Faced with a harrowing diagnosis, a 12-year-old Florida boy is in critical condition this week after being infected with an amoeba that is literally destroying his brain. Even more alarming are the stats he faces: 99 percent of similar cases end in death.
Zachary Reyna was a active 7th grader just a few weeks ago, playing on the baseball team and palling around with his older brother. But all that changed after a day of knee-boarding with his friends on August 3, CNN reports. The boys played in a water-filled ditch by Reyna's house, and when he came home, he was so tired he slept straight through to the next day. His mother, seeing that something was wrong, brought him straight to the doctor.

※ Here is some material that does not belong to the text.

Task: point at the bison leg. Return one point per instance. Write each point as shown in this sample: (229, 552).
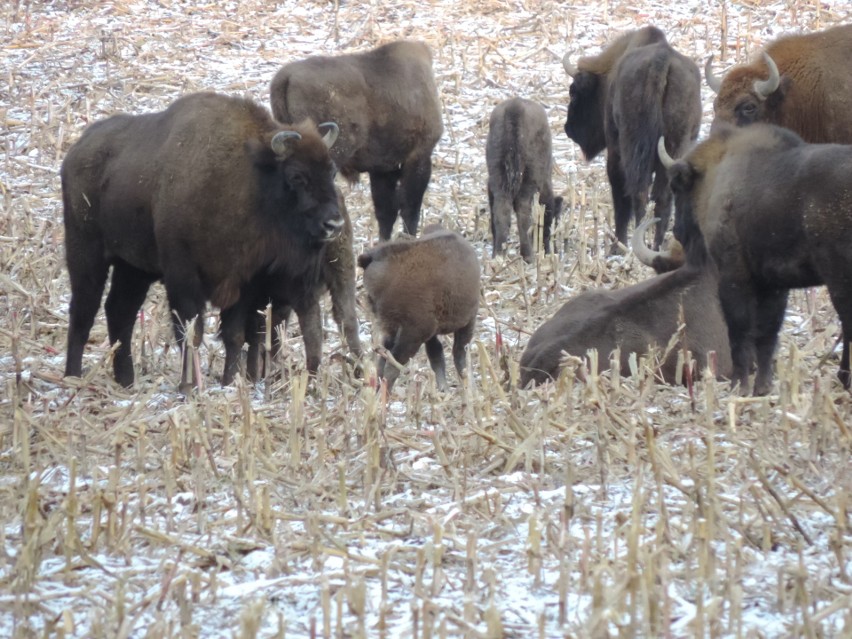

There he was diagnosed with amoebic meningoencephalitis, a virus caused by a rare amoeba that lives in hot springs and warm, fresh water. Its known to travel through the nose and, when penetrated into the brain, attacks its defenses.
Shockingly, this is the second case of its kind to hit headlines in the last month alone. The first was Kali Hardig, another 12-year-old, this time from Arkansas. And while the survival rate for the virus is certainly bleak, Hardig might be one of the lucky ones. Thanks to an experimental drug, Hardig is making progress, and he has been released from the ICU; but it isn't yet known if Reyna is receiving the same treatment.
In an interview with CNN, Reyna's brother, Brandon Villarreal, spoke of the family's determination to remain positive despite the odds, as well as Reyna's natural fighting spirit.
"It's just tough to see him like this," said Brandon. "I wish I could just touch him and it would transfer over [to me] or something."